[HN Gopher] Git archive checksums may change
___________________________________________________________________
Git archive checksums may change
Author : mcovalt
Score : 77 points
Date : 2023-01-30 21:48 UTC (1 hours ago)
(HTM) web link (github.blog)
(TXT) w3m dump (github.blog)
| wildfire wrote:
| See https://github.com/orgs/community/discussions/45830 for the
| fallout.
| doubleunplussed wrote:
| Ah, this will presumably break some Arch Linux AUR packages.
| Preparing for bug reports.
| elesiuta wrote:
| I always anticipated something like this could happen and it
| bothered me enough to create my own workflow [1] to archive,
| hash, and attach it to each release automatically for my AUR
| package
|
| [1]
| https://github.com/elesiuta/picosnitch/blob/master/.github/w...
| jiripospisil wrote:
| Yep, it has already broken labwc for me. ==>
| Validating source files with b2sums...
| labwc-0.6.1.tar.gz ... FAILED ==> ERROR: One or more
| files did not pass the validity check!
| jiripospisil wrote:
| GitHub will need to revert this change. They've just crippled
| pretty much every "from source" package manager out there.
| nick__m wrote:
| I prefer that tool be adapted to be more resilient and not
| depend on github particular implementation.
| swarfield wrote:
| Using SHA hashes when building guarantees that the code that
| you are building is what you think it is. How else would you
| verify dependencies like this, GPG signatures would have the
| same issue if you change the underlying bits.
| ErikCorry wrote:
| This seems like a weak argument.
|
| Firstly SHA is not a secure hash.
|
| Secondly if your build step involves uploading data to a
| third party then allowing them to transform it as they see
| fit and then checksumming the result then it's not really a
| reproducible build. For all you know, Github inserts a
| virus during the compression of the archive.
|
| What am I missing?
| IanCal wrote:
| I think the reproducible build part is about projects
| that depend on these outputs.
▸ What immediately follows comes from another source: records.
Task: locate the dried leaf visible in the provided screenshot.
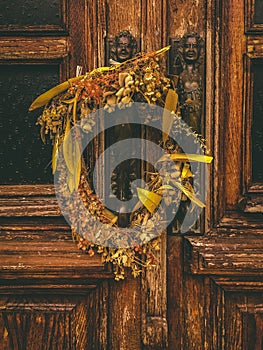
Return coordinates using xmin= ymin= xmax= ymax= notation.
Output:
xmin=172 ymin=181 xmax=205 ymax=208
xmin=67 ymin=173 xmax=75 ymax=193
xmin=158 ymin=153 xmax=213 ymax=163
xmin=181 ymin=163 xmax=193 ymax=179
xmin=52 ymin=138 xmax=58 ymax=174
xmin=102 ymin=209 xmax=118 ymax=224
xmin=162 ymin=89 xmax=178 ymax=142
xmin=137 ymin=187 xmax=162 ymax=213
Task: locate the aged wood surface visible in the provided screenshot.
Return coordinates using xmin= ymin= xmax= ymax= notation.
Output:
xmin=167 ymin=0 xmax=207 ymax=37
xmin=0 ymin=37 xmax=68 ymax=60
xmin=167 ymin=235 xmax=184 ymax=350
xmin=0 ymin=294 xmax=95 ymax=350
xmin=186 ymin=234 xmax=263 ymax=278
xmin=108 ymin=275 xmax=141 ymax=350
xmin=0 ymin=221 xmax=112 ymax=291
xmin=68 ymin=0 xmax=87 ymax=77
xmin=86 ymin=0 xmax=107 ymax=71
xmin=224 ymin=0 xmax=249 ymax=210
xmin=105 ymin=0 xmax=142 ymax=38
xmin=141 ymin=232 xmax=168 ymax=350
xmin=0 ymin=0 xmax=263 ymax=350
xmin=141 ymin=0 xmax=168 ymax=52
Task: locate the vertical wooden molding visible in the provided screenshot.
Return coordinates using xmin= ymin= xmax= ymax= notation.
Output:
xmin=167 ymin=235 xmax=184 ymax=350
xmin=108 ymin=273 xmax=141 ymax=350
xmin=86 ymin=0 xmax=107 ymax=71
xmin=142 ymin=232 xmax=168 ymax=349
xmin=69 ymin=0 xmax=89 ymax=77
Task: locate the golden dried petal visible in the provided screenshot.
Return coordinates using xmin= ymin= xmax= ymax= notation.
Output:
xmin=137 ymin=187 xmax=162 ymax=213
xmin=52 ymin=138 xmax=58 ymax=174
xmin=162 ymin=89 xmax=178 ymax=142
xmin=29 ymin=75 xmax=84 ymax=111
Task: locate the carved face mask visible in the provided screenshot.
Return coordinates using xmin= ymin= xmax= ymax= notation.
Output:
xmin=184 ymin=37 xmax=199 ymax=61
xmin=116 ymin=36 xmax=132 ymax=62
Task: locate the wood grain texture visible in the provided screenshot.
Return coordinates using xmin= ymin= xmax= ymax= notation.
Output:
xmin=68 ymin=0 xmax=87 ymax=77
xmin=0 ymin=295 xmax=94 ymax=350
xmin=224 ymin=0 xmax=249 ymax=210
xmin=186 ymin=234 xmax=263 ymax=279
xmin=0 ymin=36 xmax=68 ymax=60
xmin=141 ymin=0 xmax=168 ymax=52
xmin=87 ymin=0 xmax=107 ymax=70
xmin=141 ymin=232 xmax=168 ymax=350
xmin=106 ymin=0 xmax=142 ymax=38
xmin=108 ymin=275 xmax=141 ymax=350
xmin=167 ymin=235 xmax=184 ymax=350
xmin=0 ymin=221 xmax=112 ymax=293
xmin=167 ymin=0 xmax=206 ymax=37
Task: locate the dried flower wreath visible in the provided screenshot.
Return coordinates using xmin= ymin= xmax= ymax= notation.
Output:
xmin=30 ymin=47 xmax=212 ymax=280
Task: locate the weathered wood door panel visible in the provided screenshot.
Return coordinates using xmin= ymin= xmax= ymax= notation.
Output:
xmin=0 ymin=0 xmax=263 ymax=350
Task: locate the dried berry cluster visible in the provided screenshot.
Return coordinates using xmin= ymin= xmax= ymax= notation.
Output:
xmin=34 ymin=47 xmax=206 ymax=280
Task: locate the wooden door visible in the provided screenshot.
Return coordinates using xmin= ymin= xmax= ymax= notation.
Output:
xmin=0 ymin=0 xmax=263 ymax=350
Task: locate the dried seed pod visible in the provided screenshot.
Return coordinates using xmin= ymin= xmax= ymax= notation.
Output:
xmin=119 ymin=73 xmax=129 ymax=87
xmin=115 ymin=87 xmax=124 ymax=97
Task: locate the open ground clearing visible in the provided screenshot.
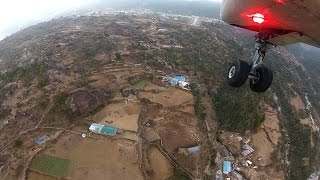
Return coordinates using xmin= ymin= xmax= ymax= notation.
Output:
xmin=139 ymin=85 xmax=193 ymax=107
xmin=29 ymin=133 xmax=143 ymax=180
xmin=93 ymin=101 xmax=140 ymax=131
xmin=148 ymin=147 xmax=173 ymax=180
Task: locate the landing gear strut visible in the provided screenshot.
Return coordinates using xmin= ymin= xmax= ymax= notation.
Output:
xmin=227 ymin=33 xmax=273 ymax=93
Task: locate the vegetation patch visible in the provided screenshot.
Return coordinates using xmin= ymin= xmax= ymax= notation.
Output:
xmin=168 ymin=168 xmax=190 ymax=180
xmin=48 ymin=92 xmax=75 ymax=122
xmin=213 ymin=85 xmax=264 ymax=132
xmin=30 ymin=154 xmax=70 ymax=177
xmin=0 ymin=62 xmax=48 ymax=88
xmin=132 ymin=79 xmax=151 ymax=90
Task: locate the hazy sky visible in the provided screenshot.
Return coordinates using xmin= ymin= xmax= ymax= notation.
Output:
xmin=0 ymin=0 xmax=221 ymax=40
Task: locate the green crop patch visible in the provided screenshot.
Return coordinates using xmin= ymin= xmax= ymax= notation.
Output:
xmin=133 ymin=79 xmax=151 ymax=90
xmin=30 ymin=154 xmax=70 ymax=177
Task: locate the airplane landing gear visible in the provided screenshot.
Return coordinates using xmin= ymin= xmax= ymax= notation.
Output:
xmin=227 ymin=33 xmax=273 ymax=93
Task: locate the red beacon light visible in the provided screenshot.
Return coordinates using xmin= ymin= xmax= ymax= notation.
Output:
xmin=249 ymin=13 xmax=264 ymax=24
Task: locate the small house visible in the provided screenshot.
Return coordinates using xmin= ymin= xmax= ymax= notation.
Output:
xmin=187 ymin=146 xmax=200 ymax=154
xmin=242 ymin=144 xmax=254 ymax=156
xmin=35 ymin=135 xmax=49 ymax=145
xmin=216 ymin=169 xmax=223 ymax=180
xmin=222 ymin=161 xmax=232 ymax=174
xmin=89 ymin=123 xmax=118 ymax=136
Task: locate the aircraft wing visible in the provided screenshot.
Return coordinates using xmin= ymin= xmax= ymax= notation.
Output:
xmin=221 ymin=0 xmax=320 ymax=47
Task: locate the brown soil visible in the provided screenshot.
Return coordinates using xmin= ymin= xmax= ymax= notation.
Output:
xmin=148 ymin=147 xmax=173 ymax=180
xmin=142 ymin=128 xmax=160 ymax=142
xmin=262 ymin=106 xmax=281 ymax=145
xmin=93 ymin=101 xmax=140 ymax=131
xmin=139 ymin=84 xmax=193 ymax=107
xmin=27 ymin=171 xmax=57 ymax=180
xmin=252 ymin=129 xmax=274 ymax=166
xmin=290 ymin=94 xmax=304 ymax=110
xmin=44 ymin=134 xmax=143 ymax=179
xmin=155 ymin=122 xmax=198 ymax=152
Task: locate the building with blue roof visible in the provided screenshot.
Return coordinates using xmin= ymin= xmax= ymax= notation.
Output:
xmin=174 ymin=75 xmax=187 ymax=81
xmin=89 ymin=123 xmax=118 ymax=136
xmin=222 ymin=161 xmax=232 ymax=174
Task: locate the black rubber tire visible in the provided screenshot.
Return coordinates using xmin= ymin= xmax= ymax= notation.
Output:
xmin=227 ymin=60 xmax=250 ymax=87
xmin=250 ymin=65 xmax=273 ymax=93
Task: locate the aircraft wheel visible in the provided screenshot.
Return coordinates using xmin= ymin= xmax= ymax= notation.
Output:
xmin=227 ymin=60 xmax=250 ymax=87
xmin=250 ymin=65 xmax=273 ymax=93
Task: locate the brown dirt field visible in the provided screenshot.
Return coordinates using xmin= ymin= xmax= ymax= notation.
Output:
xmin=143 ymin=128 xmax=161 ymax=142
xmin=252 ymin=129 xmax=274 ymax=166
xmin=148 ymin=147 xmax=173 ymax=180
xmin=143 ymin=83 xmax=167 ymax=91
xmin=155 ymin=122 xmax=199 ymax=152
xmin=117 ymin=131 xmax=139 ymax=142
xmin=44 ymin=133 xmax=143 ymax=180
xmin=262 ymin=106 xmax=281 ymax=145
xmin=139 ymin=84 xmax=193 ymax=107
xmin=177 ymin=104 xmax=195 ymax=115
xmin=92 ymin=101 xmax=140 ymax=131
xmin=300 ymin=118 xmax=311 ymax=126
xmin=290 ymin=94 xmax=304 ymax=110
xmin=243 ymin=168 xmax=285 ymax=180
xmin=220 ymin=132 xmax=241 ymax=155
xmin=27 ymin=171 xmax=58 ymax=180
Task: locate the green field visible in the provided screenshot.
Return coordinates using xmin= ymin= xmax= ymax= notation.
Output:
xmin=30 ymin=154 xmax=70 ymax=177
xmin=133 ymin=79 xmax=151 ymax=90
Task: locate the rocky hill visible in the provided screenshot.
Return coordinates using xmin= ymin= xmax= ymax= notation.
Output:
xmin=0 ymin=11 xmax=320 ymax=179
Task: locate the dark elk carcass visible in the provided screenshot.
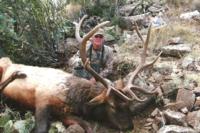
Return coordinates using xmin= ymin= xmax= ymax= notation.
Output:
xmin=0 ymin=17 xmax=160 ymax=133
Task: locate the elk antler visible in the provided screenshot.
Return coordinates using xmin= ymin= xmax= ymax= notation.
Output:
xmin=73 ymin=15 xmax=88 ymax=43
xmin=80 ymin=21 xmax=161 ymax=103
xmin=80 ymin=21 xmax=137 ymax=102
xmin=122 ymin=25 xmax=161 ymax=101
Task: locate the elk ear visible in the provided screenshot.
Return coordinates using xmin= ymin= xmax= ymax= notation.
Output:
xmin=88 ymin=90 xmax=108 ymax=105
xmin=115 ymin=77 xmax=124 ymax=90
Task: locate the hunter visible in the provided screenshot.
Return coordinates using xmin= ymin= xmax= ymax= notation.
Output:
xmin=70 ymin=29 xmax=113 ymax=83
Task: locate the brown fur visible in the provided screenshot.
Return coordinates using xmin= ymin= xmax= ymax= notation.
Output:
xmin=0 ymin=58 xmax=132 ymax=133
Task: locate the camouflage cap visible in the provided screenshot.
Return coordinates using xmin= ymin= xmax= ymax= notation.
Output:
xmin=94 ymin=29 xmax=104 ymax=36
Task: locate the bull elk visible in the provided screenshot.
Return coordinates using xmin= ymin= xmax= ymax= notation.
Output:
xmin=0 ymin=16 xmax=161 ymax=133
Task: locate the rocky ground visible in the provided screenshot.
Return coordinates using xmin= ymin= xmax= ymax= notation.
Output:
xmin=0 ymin=0 xmax=200 ymax=133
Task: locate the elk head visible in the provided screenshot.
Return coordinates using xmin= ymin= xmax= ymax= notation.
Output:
xmin=76 ymin=16 xmax=160 ymax=129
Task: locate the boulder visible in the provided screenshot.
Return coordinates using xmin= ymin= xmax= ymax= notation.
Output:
xmin=163 ymin=109 xmax=187 ymax=126
xmin=186 ymin=110 xmax=200 ymax=133
xmin=176 ymin=89 xmax=195 ymax=111
xmin=157 ymin=125 xmax=197 ymax=133
xmin=66 ymin=124 xmax=85 ymax=133
xmin=160 ymin=44 xmax=192 ymax=57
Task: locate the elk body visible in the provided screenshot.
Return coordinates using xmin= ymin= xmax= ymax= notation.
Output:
xmin=0 ymin=58 xmax=132 ymax=132
xmin=0 ymin=17 xmax=157 ymax=133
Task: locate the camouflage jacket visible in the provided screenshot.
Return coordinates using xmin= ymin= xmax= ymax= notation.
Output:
xmin=70 ymin=43 xmax=113 ymax=79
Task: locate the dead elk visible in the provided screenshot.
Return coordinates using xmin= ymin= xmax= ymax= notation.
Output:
xmin=0 ymin=19 xmax=159 ymax=133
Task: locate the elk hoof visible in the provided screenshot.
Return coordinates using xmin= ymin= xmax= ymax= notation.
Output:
xmin=12 ymin=71 xmax=27 ymax=79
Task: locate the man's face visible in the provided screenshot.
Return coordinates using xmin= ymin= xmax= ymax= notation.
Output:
xmin=92 ymin=34 xmax=104 ymax=50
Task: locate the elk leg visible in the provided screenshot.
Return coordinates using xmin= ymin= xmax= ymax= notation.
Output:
xmin=35 ymin=101 xmax=50 ymax=133
xmin=0 ymin=71 xmax=26 ymax=92
xmin=62 ymin=116 xmax=93 ymax=133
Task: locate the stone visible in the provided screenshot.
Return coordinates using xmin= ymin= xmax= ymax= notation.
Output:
xmin=151 ymin=108 xmax=160 ymax=117
xmin=160 ymin=44 xmax=192 ymax=57
xmin=181 ymin=107 xmax=188 ymax=114
xmin=163 ymin=109 xmax=187 ymax=126
xmin=119 ymin=3 xmax=137 ymax=16
xmin=157 ymin=125 xmax=197 ymax=133
xmin=66 ymin=124 xmax=85 ymax=133
xmin=186 ymin=110 xmax=200 ymax=133
xmin=176 ymin=89 xmax=195 ymax=111
xmin=181 ymin=55 xmax=200 ymax=71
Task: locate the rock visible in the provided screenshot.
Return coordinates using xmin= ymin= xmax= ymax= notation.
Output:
xmin=160 ymin=44 xmax=192 ymax=57
xmin=124 ymin=13 xmax=150 ymax=25
xmin=66 ymin=124 xmax=85 ymax=133
xmin=181 ymin=107 xmax=188 ymax=114
xmin=49 ymin=122 xmax=66 ymax=133
xmin=191 ymin=0 xmax=200 ymax=11
xmin=153 ymin=61 xmax=177 ymax=75
xmin=181 ymin=55 xmax=200 ymax=71
xmin=148 ymin=4 xmax=166 ymax=14
xmin=180 ymin=10 xmax=200 ymax=20
xmin=146 ymin=118 xmax=154 ymax=123
xmin=157 ymin=125 xmax=197 ymax=133
xmin=163 ymin=109 xmax=187 ymax=126
xmin=183 ymin=71 xmax=200 ymax=89
xmin=186 ymin=110 xmax=200 ymax=133
xmin=152 ymin=123 xmax=159 ymax=131
xmin=151 ymin=108 xmax=160 ymax=117
xmin=167 ymin=37 xmax=183 ymax=45
xmin=119 ymin=3 xmax=137 ymax=16
xmin=176 ymin=89 xmax=195 ymax=111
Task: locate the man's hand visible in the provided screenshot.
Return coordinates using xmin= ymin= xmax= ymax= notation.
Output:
xmin=90 ymin=78 xmax=97 ymax=84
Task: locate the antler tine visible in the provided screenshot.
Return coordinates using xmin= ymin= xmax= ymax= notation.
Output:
xmin=134 ymin=21 xmax=144 ymax=44
xmin=122 ymin=25 xmax=161 ymax=102
xmin=128 ymin=23 xmax=151 ymax=84
xmin=73 ymin=15 xmax=88 ymax=43
xmin=80 ymin=21 xmax=144 ymax=104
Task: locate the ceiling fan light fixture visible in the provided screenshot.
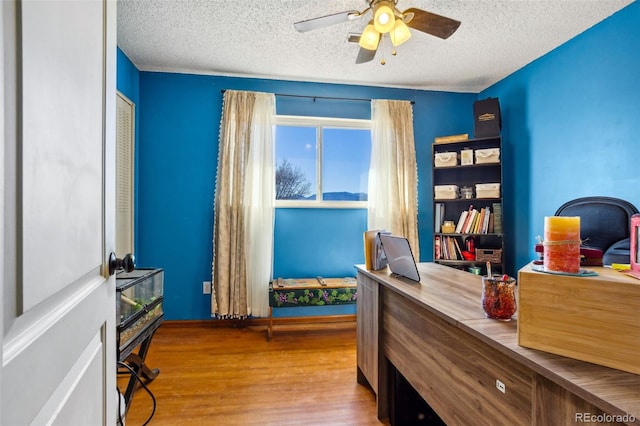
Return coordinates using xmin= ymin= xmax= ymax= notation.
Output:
xmin=358 ymin=22 xmax=380 ymax=50
xmin=373 ymin=0 xmax=396 ymax=34
xmin=389 ymin=19 xmax=411 ymax=46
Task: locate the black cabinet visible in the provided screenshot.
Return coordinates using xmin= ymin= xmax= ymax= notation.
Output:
xmin=432 ymin=136 xmax=505 ymax=274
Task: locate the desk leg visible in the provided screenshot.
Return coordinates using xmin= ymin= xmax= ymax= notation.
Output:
xmin=124 ymin=333 xmax=160 ymax=414
xmin=267 ymin=306 xmax=273 ymax=340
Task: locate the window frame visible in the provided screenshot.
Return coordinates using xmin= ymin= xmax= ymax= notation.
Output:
xmin=273 ymin=115 xmax=372 ymax=209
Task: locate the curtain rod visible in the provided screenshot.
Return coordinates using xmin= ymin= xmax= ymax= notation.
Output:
xmin=220 ymin=89 xmax=416 ymax=105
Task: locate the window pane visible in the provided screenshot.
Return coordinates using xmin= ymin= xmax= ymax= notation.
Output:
xmin=322 ymin=128 xmax=371 ymax=201
xmin=275 ymin=126 xmax=316 ymax=200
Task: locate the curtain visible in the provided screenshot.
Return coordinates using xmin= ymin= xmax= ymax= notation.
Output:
xmin=367 ymin=99 xmax=420 ymax=260
xmin=211 ymin=90 xmax=275 ymax=318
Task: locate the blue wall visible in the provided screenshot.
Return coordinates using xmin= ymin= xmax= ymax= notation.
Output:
xmin=119 ymin=70 xmax=476 ymax=320
xmin=479 ymin=2 xmax=640 ymax=270
xmin=118 ymin=2 xmax=640 ymax=320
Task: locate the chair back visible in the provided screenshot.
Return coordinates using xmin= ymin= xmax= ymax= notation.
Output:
xmin=555 ymin=197 xmax=638 ymax=252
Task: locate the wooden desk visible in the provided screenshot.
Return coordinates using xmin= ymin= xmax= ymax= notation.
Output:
xmin=357 ymin=263 xmax=640 ymax=426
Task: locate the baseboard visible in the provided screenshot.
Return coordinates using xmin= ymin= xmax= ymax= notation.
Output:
xmin=162 ymin=314 xmax=356 ymax=327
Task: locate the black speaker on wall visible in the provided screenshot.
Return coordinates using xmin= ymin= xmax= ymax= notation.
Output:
xmin=389 ymin=368 xmax=446 ymax=426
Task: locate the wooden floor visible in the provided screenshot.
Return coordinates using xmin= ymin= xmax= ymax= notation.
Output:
xmin=118 ymin=322 xmax=386 ymax=426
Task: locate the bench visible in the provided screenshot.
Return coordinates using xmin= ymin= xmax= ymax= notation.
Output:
xmin=267 ymin=277 xmax=358 ymax=340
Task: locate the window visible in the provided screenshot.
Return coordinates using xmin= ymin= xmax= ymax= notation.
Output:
xmin=275 ymin=116 xmax=371 ymax=208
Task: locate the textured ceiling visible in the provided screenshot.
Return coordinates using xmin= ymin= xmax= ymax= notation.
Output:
xmin=118 ymin=0 xmax=633 ymax=92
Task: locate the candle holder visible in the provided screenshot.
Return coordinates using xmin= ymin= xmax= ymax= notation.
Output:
xmin=481 ymin=275 xmax=517 ymax=321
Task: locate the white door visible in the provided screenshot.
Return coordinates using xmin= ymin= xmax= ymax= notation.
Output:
xmin=0 ymin=0 xmax=118 ymax=425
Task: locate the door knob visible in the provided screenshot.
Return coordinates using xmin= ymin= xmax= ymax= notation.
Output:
xmin=109 ymin=252 xmax=136 ymax=275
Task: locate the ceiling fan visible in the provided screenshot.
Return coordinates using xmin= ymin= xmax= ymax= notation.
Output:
xmin=293 ymin=0 xmax=460 ymax=65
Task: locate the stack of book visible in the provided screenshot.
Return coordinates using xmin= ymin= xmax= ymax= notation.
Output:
xmin=455 ymin=205 xmax=495 ymax=234
xmin=493 ymin=203 xmax=502 ymax=234
xmin=435 ymin=203 xmax=444 ymax=234
xmin=435 ymin=235 xmax=464 ymax=260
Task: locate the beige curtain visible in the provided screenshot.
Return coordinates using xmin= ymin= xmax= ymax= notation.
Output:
xmin=211 ymin=90 xmax=275 ymax=318
xmin=367 ymin=100 xmax=420 ymax=260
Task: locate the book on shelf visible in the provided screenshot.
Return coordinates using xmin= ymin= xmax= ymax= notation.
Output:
xmin=434 ymin=203 xmax=444 ymax=234
xmin=463 ymin=209 xmax=480 ymax=234
xmin=482 ymin=207 xmax=491 ymax=234
xmin=493 ymin=203 xmax=502 ymax=234
xmin=460 ymin=205 xmax=475 ymax=234
xmin=451 ymin=237 xmax=464 ymax=260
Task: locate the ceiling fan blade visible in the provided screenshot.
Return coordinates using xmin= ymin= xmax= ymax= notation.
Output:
xmin=356 ymin=47 xmax=378 ymax=64
xmin=293 ymin=10 xmax=362 ymax=33
xmin=402 ymin=8 xmax=460 ymax=39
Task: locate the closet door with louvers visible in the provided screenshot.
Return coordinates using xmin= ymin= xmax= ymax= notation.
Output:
xmin=116 ymin=93 xmax=135 ymax=258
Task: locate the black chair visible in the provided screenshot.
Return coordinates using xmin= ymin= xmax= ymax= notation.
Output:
xmin=555 ymin=197 xmax=638 ymax=265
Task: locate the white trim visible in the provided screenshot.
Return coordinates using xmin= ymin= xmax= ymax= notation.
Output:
xmin=274 ymin=200 xmax=369 ymax=209
xmin=274 ymin=115 xmax=371 ymax=129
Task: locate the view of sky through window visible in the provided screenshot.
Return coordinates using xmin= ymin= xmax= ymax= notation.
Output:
xmin=275 ymin=125 xmax=371 ymax=201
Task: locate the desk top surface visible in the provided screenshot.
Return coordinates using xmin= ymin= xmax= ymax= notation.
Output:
xmin=356 ymin=263 xmax=640 ymax=421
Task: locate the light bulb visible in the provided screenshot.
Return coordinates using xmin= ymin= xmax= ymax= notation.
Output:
xmin=358 ymin=22 xmax=380 ymax=50
xmin=389 ymin=19 xmax=411 ymax=46
xmin=373 ymin=1 xmax=396 ymax=34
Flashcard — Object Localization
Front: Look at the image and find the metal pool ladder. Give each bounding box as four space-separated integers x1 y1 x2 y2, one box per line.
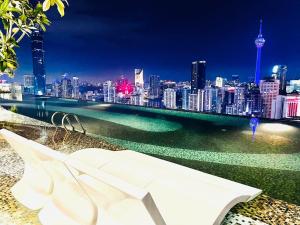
51 112 86 134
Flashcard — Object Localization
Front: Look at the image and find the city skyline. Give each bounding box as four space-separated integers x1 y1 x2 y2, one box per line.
6 1 300 81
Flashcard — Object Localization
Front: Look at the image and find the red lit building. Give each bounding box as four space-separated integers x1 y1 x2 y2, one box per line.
116 76 133 95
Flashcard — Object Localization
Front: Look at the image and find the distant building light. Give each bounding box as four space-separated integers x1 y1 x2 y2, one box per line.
272 65 279 73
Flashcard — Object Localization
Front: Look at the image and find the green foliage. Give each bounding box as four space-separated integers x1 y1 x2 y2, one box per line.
0 0 67 77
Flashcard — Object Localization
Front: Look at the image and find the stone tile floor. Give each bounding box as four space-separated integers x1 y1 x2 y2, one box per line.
0 123 300 225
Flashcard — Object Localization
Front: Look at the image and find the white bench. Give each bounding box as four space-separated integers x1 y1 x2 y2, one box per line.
1 130 261 225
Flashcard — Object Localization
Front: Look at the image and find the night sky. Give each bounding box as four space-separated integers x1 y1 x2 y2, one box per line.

The goal is ensuring you
| and I have both pulled exactly the same dependencies.
| blueflow wrote:
| 1) SHA-256 is reasonably secure
|
| 2) The checksum assures you that the file you have is the
| same your upstream looked at
| ArchOversight wrote:
| a git checkout of the code at that particular tag hasn't
| changed. Just the tarball that git archive generates has.
| vlovich123 wrote:
| The two main problems are:
|
| A) How do you catch tarballs that have extra files
| injected that aren't part of your manifest
|
| B) What does the performance of this look like? Certainly
| for traditional HDDs this is going to kill performance,
| but even for SSDs I think verifying a bunch of small
| files is going to be less efficient than verifying the
| tarball.
| ArchOversight wrote:
| A wouldn't be an issue since you are checking out a git
| tag.
|
| B would just be a normal git checkout, which already
| validates that all the objects are reachable and git tags
| (and commits for that matter) can be signed, and since
| the sha1 hash is signed as well it validates that the
| entire tree of commits has not been tampered with. So as
| long you trust git to not lie about what it is writing to
| disk, you have a valid checkout of that tag.
|
| And if you do expect it to lie, why do you expect tar to
| not lie about what it is unpacking?
| duped wrote:
| Ok, now guarantee that.
| metrognome wrote:
| Per the post, this was a change to git itself:
| https://github.com/git/git/commit/4f4be00d302bc52d0d9d5a3d47...
| forgotpwd16 wrote:
| What was the thought behind this change?
| fweimer wrote:
| They could just produce tar output and compress that using
| system gzip. The "git archive" tool supports many output
| formats.
| acdha wrote:
| If those tools incorrectly assume an API contract which doesn't
| exist, isn't the right answer to fix those tools?
| kentonv wrote:
| In theory, sure, that's what we'd do in an ideal world.
|
| In the real world it will take millions of dollars of eng
| labor just to update the hashes to fix everything that's
| currently broken and millions more to actually implement
| something better and move everyone over to it.
|
| This isn't worth it, GitHub needs to just revert the change
| and then engineer a way to keep hashes stable going forward.
| groestl wrote:
| See also: https://daniel.haxx.se/blog/2013/03/23/why-no-
| curl-8/
|
| "The amount of work done "out there" on hundreds or
| thousands of applications for a single little libcurl tweak
| can be enormous. The last time we bumped the ABI, we got a
| serious amount of harsh words and critical feedback and
| since then we've gotten many more users!"
| swarfield wrote:
| https://github.com/bazel-contrib/SIG-rules-authors/issues/11...
| forgotpwd16 wrote:
| Can anyone explain what happened? Thing changed, things broke,
| and things changed back in less than an hour.
| swarfield wrote:
| They have broken almost every open source project that builds
| external deps. Also broke homebrew apparently.
| gray_-_wolf wrote:
| Did people not know this? Honest question. I did run into this
| few times already before this change, so I assumed this would be
| wide-spread knowledge and mirrored everything.
| skobovm wrote:
| How would anyone (outside of GH) have known this? The checksums
| have been stable for years, and this issue resulted from an
| internal update to the version of Git being used. It also was
| not publicized, until this ex post facto blog post
| blueflow wrote:
| I remember contributing to package recipes where linking to
| Github was explicitly forbidden due to checksum instability.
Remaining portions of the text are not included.